A map-reduce architecture is a distributed divide-and-conquer approach to data processing. The map is the transformation, and the reduce is the combination of the transformed data. The classic merge sort is an example: divide, sub-process parts, and merge together. In the real world, the transformation might be to divide based on the presence of a feature, e.g. a search term, in the input, and build separate indexes in the map stage. Reduce may do no more than detect termination.
In order to guarantee termination, algorithms of this class are always described as a tree of computation such that an inductive proof of termination is possible. For example, sort(N) = sort(N/2) + sort(N/2) + merge(N), and sort(1) and merge(N) are defined. This structure makes scheduling computation and detecting termination quite easy.
So what happens when computation does not form a tree or DAG? What happens if the structure of the computation contains loops for which an inductive proof is not possible? What happens if insufficient information about the structural decomposition of the algorithm is available to the compiler? A map (e.g. in a cycle) must terminate when it is no longer reachable, but this reachability can no longer be proved by passing an end-of-stream signal, or returning from a function. Without a more advanced static analysis of the program structure to know when a map sub-process must be terminated, we cannot schedule a reduce.
There is an algorithm which can still detect termination if it occurs, furthermore schedule the reduce operations at the earliest provably correct point without waiting for a global condition, and so forth. Intuitively, we felt that the answer existed, and we used a fairly heavyweight logic solver to analyse specifications of the problem until we found a correct formulation.

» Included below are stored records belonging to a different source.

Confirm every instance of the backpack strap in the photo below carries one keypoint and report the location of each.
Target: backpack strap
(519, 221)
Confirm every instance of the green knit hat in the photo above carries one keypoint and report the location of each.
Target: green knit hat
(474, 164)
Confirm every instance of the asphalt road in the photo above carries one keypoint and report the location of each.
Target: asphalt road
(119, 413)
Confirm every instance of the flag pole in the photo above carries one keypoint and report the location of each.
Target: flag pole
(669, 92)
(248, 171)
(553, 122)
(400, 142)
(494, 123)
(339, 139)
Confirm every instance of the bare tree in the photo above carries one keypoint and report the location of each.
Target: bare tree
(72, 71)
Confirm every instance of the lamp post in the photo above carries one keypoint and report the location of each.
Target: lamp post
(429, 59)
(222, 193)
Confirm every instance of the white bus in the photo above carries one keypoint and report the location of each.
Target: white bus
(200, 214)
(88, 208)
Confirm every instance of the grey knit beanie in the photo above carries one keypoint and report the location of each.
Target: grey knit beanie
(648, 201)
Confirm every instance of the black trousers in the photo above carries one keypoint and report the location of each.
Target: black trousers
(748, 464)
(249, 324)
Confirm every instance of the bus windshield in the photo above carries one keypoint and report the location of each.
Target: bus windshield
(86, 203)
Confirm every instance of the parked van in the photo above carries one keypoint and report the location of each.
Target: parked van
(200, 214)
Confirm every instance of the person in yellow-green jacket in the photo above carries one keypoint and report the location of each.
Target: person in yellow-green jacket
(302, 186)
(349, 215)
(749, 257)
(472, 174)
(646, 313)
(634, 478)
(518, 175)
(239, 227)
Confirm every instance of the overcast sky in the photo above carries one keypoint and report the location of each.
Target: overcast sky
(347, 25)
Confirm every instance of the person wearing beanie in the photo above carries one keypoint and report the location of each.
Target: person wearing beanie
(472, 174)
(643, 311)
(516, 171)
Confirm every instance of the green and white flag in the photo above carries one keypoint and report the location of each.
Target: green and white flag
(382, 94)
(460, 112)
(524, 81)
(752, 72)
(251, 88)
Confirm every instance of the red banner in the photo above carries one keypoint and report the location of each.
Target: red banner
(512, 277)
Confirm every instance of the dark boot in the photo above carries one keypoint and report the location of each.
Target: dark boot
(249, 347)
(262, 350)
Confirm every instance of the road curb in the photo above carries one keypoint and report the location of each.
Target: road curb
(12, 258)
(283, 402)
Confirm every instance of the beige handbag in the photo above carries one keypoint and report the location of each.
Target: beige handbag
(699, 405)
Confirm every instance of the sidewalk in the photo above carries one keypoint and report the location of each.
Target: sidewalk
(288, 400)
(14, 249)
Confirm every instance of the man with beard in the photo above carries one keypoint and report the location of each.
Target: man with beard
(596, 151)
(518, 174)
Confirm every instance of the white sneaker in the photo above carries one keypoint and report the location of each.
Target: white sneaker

While we could generate an optimal scheduling of any program using the logic solver, I then spent a little while converting the logical specification into an imperative algorithm, which we now use to schedule programs.
I suspect my next exercise will be in applied calculus, something I have considered little since my first year. I suspect further that this post does not make sense, so I will restrict the readership so as to reduce my own embarassment.
So, did you see the game last night?